Archbishop Gomez recalled how when he was a child, his parents taught him and his sisters “that we had mother on earth and also a mother in heaven. And of course, in Catholic school, I learned the importance of devotion to Mary, our Blessed Mother.”

“We started every day with prayers to Mary and we tried to pray the rosary every day,” he said. “I still remember my principal in Catholic school. He used to ask us every day, ‘Did you bring it with you? Are you using it?’ And of course, he was talking about our rosaries.”

“I still pray the rosary every day and I recommend this devotion to you,” Archbishop Gomez told Massgoers. “The rosary is a beautiful way to show our love for Mary and to center our lives on Jesus, learning to love Jesus as Mary loved Jesus.”

When Jesus rose from the dead and ascended into heaven, “Mary became the maternal heart of his church,” he said.

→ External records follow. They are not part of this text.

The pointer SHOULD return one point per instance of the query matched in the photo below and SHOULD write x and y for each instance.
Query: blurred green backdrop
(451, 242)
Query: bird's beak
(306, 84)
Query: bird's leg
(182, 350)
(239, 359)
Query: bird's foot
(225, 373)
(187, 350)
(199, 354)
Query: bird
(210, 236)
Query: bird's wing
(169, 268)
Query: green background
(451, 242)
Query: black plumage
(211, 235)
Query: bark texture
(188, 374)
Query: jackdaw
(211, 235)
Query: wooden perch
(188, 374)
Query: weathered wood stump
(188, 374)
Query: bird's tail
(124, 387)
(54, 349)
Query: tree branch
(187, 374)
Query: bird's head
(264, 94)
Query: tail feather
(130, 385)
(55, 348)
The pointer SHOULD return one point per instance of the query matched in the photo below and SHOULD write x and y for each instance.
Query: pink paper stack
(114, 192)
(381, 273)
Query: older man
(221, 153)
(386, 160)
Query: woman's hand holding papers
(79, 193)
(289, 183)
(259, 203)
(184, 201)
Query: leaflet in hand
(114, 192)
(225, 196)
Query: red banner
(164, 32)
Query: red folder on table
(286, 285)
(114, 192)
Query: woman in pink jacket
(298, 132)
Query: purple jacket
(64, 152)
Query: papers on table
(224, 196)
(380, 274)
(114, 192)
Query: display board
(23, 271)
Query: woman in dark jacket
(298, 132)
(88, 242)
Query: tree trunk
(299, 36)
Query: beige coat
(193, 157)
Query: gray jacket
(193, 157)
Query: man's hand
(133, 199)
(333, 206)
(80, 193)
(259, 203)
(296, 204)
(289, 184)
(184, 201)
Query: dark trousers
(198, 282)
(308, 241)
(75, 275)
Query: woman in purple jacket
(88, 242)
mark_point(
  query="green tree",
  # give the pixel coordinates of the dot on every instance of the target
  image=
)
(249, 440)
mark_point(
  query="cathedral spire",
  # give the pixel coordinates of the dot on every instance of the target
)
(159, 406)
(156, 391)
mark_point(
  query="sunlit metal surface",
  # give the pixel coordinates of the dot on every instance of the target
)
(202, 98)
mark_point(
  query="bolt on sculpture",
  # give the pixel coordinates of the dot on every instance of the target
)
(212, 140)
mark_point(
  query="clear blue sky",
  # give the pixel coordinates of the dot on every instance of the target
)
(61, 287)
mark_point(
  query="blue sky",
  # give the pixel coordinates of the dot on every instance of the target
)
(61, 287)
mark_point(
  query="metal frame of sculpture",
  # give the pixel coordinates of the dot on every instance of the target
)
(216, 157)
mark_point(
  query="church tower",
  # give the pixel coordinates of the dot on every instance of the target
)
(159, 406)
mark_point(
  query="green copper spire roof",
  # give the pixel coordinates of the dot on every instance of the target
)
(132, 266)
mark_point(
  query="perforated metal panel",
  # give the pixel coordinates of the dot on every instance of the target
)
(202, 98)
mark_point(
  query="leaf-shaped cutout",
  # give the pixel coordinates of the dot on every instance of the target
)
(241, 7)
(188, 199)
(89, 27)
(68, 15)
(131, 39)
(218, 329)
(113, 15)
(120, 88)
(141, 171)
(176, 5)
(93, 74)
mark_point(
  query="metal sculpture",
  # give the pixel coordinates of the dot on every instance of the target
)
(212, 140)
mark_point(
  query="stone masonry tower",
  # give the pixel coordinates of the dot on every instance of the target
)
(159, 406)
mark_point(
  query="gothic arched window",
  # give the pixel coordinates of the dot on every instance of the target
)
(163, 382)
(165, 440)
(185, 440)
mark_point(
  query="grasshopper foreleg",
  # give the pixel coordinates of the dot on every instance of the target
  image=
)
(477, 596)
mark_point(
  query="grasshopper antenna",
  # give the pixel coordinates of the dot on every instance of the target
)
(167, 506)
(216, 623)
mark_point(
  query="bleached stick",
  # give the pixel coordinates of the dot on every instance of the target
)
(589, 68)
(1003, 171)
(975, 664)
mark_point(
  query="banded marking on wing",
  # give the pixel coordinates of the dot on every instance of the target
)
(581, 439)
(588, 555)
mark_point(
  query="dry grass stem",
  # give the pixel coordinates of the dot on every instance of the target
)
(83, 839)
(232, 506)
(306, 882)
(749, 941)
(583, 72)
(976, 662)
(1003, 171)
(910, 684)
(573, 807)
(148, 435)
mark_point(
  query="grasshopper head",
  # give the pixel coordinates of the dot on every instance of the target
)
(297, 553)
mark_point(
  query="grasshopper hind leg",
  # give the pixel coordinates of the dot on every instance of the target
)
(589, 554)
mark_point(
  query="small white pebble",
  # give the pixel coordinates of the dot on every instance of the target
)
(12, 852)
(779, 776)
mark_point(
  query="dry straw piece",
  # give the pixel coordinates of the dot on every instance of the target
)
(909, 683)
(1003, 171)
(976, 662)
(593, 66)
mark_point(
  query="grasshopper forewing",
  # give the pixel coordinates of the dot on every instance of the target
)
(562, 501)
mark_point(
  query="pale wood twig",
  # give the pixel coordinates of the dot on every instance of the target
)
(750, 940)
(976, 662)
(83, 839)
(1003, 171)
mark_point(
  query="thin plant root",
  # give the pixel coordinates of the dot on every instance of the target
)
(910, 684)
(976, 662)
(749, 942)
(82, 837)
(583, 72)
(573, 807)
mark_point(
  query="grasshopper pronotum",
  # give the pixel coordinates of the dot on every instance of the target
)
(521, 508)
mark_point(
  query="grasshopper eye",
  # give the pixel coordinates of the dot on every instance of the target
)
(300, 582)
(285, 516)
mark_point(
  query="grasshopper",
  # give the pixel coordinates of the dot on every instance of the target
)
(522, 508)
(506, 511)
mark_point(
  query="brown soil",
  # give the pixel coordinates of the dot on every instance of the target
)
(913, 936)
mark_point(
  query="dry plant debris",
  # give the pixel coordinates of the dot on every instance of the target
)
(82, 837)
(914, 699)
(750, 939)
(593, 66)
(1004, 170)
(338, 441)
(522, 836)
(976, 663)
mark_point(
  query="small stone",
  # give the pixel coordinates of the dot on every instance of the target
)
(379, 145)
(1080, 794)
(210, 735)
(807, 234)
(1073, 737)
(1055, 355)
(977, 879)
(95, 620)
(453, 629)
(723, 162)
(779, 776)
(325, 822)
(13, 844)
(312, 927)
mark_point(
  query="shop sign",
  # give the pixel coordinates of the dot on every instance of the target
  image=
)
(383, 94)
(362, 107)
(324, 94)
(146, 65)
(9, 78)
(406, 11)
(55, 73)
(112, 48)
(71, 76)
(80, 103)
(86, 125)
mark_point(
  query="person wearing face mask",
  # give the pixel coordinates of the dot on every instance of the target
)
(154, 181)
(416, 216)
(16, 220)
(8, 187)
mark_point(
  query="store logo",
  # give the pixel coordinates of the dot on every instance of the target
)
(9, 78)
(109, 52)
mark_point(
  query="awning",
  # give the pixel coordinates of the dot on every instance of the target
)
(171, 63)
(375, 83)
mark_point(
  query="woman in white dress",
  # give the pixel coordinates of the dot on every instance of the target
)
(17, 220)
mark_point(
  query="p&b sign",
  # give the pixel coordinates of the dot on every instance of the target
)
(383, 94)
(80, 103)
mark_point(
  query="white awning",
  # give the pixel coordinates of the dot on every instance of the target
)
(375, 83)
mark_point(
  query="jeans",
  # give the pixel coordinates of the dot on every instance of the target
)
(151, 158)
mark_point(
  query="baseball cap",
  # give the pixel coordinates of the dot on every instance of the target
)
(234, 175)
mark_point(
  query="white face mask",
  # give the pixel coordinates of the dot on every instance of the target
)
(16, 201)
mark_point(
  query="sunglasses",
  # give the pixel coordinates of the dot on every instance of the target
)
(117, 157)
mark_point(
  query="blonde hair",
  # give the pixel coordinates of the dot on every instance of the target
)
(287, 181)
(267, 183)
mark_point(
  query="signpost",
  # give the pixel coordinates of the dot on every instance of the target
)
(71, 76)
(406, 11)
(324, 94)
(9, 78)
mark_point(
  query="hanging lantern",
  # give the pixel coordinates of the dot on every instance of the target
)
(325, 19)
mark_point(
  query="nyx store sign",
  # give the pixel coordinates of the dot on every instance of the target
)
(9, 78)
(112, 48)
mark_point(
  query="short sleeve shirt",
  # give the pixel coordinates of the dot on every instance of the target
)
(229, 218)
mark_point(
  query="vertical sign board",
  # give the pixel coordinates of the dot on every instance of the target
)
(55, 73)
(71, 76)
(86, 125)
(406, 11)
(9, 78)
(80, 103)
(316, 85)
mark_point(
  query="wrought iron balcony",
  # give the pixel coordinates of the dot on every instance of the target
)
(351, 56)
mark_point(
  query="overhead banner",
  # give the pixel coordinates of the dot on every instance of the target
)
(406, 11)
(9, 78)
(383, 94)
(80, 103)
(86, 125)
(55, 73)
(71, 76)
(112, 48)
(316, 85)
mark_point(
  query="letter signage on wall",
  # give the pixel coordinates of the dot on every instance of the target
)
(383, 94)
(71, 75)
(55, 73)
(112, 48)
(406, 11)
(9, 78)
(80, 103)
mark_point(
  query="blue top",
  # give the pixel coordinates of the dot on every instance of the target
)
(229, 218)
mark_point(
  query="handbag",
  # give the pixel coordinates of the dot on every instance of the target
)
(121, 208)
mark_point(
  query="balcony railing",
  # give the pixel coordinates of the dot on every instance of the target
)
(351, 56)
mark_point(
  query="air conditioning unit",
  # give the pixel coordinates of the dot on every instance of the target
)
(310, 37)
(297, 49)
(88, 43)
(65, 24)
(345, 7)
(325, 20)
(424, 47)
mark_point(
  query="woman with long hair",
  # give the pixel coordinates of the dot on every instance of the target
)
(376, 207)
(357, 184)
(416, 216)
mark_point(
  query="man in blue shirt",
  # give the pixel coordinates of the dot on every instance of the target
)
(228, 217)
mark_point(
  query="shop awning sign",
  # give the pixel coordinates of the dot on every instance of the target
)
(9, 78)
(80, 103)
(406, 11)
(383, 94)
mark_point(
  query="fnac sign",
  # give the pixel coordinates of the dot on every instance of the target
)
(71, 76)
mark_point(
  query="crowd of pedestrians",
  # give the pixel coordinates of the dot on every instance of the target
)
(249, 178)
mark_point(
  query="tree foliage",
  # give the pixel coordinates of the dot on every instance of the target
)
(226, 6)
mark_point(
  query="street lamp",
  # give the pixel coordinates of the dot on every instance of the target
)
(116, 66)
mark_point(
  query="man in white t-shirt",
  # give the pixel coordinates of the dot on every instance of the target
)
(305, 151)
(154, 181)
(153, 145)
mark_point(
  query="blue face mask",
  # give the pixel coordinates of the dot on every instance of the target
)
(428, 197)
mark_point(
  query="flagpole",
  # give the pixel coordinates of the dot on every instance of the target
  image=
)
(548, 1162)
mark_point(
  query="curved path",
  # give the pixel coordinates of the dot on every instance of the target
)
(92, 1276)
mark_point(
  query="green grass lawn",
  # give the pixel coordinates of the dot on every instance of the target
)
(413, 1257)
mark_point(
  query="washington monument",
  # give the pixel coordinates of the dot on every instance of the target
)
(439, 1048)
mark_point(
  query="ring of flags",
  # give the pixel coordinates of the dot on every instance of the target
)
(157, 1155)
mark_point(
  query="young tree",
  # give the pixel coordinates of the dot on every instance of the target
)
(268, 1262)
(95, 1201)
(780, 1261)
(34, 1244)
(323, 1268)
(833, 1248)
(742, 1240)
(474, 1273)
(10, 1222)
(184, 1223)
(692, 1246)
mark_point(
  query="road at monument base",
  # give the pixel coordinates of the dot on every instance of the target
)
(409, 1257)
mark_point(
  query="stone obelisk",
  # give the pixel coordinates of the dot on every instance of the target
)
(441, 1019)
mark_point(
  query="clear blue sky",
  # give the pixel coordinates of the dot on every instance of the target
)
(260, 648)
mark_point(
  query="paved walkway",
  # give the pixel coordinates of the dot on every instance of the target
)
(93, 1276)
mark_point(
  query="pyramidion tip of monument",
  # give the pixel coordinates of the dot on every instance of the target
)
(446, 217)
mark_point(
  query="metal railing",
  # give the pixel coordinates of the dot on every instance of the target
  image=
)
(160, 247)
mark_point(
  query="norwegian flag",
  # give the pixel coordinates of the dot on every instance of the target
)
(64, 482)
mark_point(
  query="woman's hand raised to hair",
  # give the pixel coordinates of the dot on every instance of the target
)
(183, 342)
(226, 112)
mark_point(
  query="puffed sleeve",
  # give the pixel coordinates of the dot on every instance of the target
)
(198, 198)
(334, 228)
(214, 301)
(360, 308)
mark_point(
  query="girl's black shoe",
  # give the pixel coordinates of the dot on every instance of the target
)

“Mary is still the heart of the church, the mother of the family of God,” he said. “The mother of Jesus still goes with us, sharing our joys and hopes, helping us in all the challenges of our daily life. She still opens her arms to us with tender love, to give us comfort and guidance.”

Just as the disciple John took Mary into his own home after the Crucifixion, “this is what Jesus wants for you and for me,” Archbishop Gomez added.

“Jesus wants you to take Mary into your homes — into your lives and into your hearts,” the prelate said. “He wants you to love her as a mother. He wants you to feel the love that she has for you. And he wants you to love Mary, as he loved Mary.”